Fyodor Ivanovich Panfyorov (Russian: Фёдор Иванович Панфёров; 2 October 1896 – 10 September 1960) was a Soviet writer.

== Life and career ==
Fyodor Panfjorov was born into a poor peasant family. Due to a lack of funds, he had to leave his studies at the Volski teacher's seminar. After the October revolution, he worked in the editorial office of a local newspaper, in the engagement committee of the Russian Communist Party (b) and in the agricultural commune he founded. His first published works of fiction appeared in 1920. In 1926, Panfyorov joined the Communist Party.

From 1924 to 1931 he worked as an editor of the Krestjanski zhurnal (Peasant Journal), and from 1931 until his death 1960, at short intervals, as the editor-in-chief of the Oktyabr literary magazine. In the 1920s, he served as the head of the Association of Proletarian Writers of Russia and from 1934 as a member of the board of the Union of Soviet Writers. In the 1930s and 1950s, Panfyorov was also a representative of the Supreme Soviet of the Soviet Union.
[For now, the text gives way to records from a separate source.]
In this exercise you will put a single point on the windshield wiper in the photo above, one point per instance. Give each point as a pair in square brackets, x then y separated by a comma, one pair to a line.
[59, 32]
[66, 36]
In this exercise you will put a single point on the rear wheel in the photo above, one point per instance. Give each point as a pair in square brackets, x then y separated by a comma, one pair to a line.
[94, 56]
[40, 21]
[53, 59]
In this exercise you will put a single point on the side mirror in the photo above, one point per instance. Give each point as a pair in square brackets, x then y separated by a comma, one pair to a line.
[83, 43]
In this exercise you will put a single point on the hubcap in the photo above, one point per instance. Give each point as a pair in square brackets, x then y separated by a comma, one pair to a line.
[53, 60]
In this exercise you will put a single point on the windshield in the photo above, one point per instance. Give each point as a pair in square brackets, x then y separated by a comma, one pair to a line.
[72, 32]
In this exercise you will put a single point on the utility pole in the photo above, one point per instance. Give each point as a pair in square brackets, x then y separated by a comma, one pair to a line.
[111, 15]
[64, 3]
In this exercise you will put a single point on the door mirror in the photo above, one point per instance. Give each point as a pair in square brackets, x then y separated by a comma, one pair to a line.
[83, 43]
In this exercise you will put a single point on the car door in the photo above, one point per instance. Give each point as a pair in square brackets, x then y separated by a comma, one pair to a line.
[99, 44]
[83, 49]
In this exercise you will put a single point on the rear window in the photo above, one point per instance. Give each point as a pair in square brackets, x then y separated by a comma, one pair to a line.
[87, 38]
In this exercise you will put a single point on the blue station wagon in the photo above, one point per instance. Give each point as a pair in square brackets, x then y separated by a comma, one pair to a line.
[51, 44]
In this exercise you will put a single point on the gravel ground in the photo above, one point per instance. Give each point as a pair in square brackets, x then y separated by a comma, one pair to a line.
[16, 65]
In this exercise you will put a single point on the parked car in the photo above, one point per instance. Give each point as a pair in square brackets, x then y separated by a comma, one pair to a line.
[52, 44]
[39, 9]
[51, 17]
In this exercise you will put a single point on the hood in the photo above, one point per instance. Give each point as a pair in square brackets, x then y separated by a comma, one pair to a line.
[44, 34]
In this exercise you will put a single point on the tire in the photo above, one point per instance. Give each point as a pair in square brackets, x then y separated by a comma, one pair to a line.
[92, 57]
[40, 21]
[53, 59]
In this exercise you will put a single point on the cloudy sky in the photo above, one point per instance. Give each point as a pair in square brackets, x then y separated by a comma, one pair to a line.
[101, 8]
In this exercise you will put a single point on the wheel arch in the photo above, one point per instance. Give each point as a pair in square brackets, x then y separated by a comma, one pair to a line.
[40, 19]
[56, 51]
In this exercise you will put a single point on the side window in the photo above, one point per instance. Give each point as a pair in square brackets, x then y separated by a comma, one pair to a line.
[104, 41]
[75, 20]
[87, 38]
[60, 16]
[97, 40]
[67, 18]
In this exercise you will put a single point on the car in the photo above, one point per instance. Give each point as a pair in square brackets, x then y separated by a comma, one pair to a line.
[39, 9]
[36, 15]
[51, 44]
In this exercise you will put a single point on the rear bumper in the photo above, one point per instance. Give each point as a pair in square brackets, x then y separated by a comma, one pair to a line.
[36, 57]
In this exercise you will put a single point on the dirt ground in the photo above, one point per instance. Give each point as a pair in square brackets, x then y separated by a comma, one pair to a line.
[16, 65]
Panfjorov's main work is the extensive novel Bruski, describing the collectivization of agriculture. In time, the novel received the support of the authorities. After the Second World War, Panfyorov wrote a tendentious trilogy of novels Borba za mir ("Fight for peace", 1945–1947), V strane poveržennyh ("In the land of the vanquished", 1948), Bolšoje iskusstvo ("Great art", 1939), of which two for the first volume he received the Stalin Prize.

He died on September 10, 1960 and was buried at the Novodevichy Cemetery.